Friend-of-the-blog Lani wrote to me with a contribution to the ongoing discussion of when one cuts out of scene early versus when one cuts late. I thought her analysis was so good, not to mention poetic, that I'm presenting it to you here. Take it, Lani!
Lani: "You can cut on the lightning or you can cut after the thunder. I don't think choosing one is a criticism of the other, but they definitely do give a different flavor to each choice. I haven’t seen "Little Miss Sunshine," but I think that method [cutting early] would work because it's so engaging. The viewer has to actively participate, to anticipate, in order to get it. And it's interesting that directors are trusting their audiences' sophistication and ability to do that. Yay for that! But with "The Office," it's more real. In real life, we can't cut at the lightning – the thunder's always coming. And even though we know it's coming, there's something that bonds us in the experience of it. The same way we've all lived through the awkward aftermath of a Michael Scott moment."

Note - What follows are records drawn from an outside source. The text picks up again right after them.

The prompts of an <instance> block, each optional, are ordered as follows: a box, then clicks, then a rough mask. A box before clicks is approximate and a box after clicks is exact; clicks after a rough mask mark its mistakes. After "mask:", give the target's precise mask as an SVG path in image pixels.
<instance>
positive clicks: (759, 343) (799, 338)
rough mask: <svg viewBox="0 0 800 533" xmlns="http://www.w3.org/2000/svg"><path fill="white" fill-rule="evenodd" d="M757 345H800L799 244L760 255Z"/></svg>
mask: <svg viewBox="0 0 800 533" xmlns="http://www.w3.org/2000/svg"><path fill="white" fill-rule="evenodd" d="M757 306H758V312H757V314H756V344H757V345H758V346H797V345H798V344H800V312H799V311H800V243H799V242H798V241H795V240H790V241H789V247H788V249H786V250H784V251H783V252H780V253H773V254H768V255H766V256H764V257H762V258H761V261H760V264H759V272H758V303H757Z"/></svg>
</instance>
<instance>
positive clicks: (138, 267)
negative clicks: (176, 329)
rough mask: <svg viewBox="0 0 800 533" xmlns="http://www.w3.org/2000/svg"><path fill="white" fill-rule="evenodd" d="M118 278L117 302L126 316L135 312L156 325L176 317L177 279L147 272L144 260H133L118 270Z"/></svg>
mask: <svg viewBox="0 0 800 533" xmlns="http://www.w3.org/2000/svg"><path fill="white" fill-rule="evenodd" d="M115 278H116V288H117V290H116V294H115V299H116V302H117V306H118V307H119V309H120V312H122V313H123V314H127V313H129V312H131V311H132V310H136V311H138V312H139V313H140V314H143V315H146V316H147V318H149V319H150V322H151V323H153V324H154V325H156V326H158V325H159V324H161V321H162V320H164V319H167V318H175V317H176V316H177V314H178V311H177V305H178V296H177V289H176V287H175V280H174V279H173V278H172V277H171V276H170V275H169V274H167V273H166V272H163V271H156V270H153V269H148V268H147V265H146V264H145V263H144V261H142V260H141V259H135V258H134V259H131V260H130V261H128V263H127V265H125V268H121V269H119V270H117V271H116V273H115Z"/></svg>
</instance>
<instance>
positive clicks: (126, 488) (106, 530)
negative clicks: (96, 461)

Wow. Well said. Thanks, Lani!
Now, moving on a bit, I want to address a question I was asked recently about scene length as seen in a more mathematical light. A writer noticed that the produced scripts they'd acquired for the show they were specing had scenes as long as 4 pages in them, and asked me if that was unusual. Actually, it is not. Have no fear of writing scenes of any particular length, as long as the show customarily does so. Buffy sometimes had big group scenes that could be as long as 6 or 7 pages, while Gilmore Girls scenes often ran --and run -- far longer than that! Do as your show does and you won't go wrong. Some scenes simply contain a lot of stuff that needs to happen. If you get really nervous about it, break the scene up by making the characters move to another location during it, or maybe cut away to another story in another location and then come back to your monster scene.
Lunch: Chicken salad sandwich and pie, purchased from -- get this -- a Marie Calendar's guy who came to our office to sell stuff directly from his travelling caravan of coolers! Wonderful!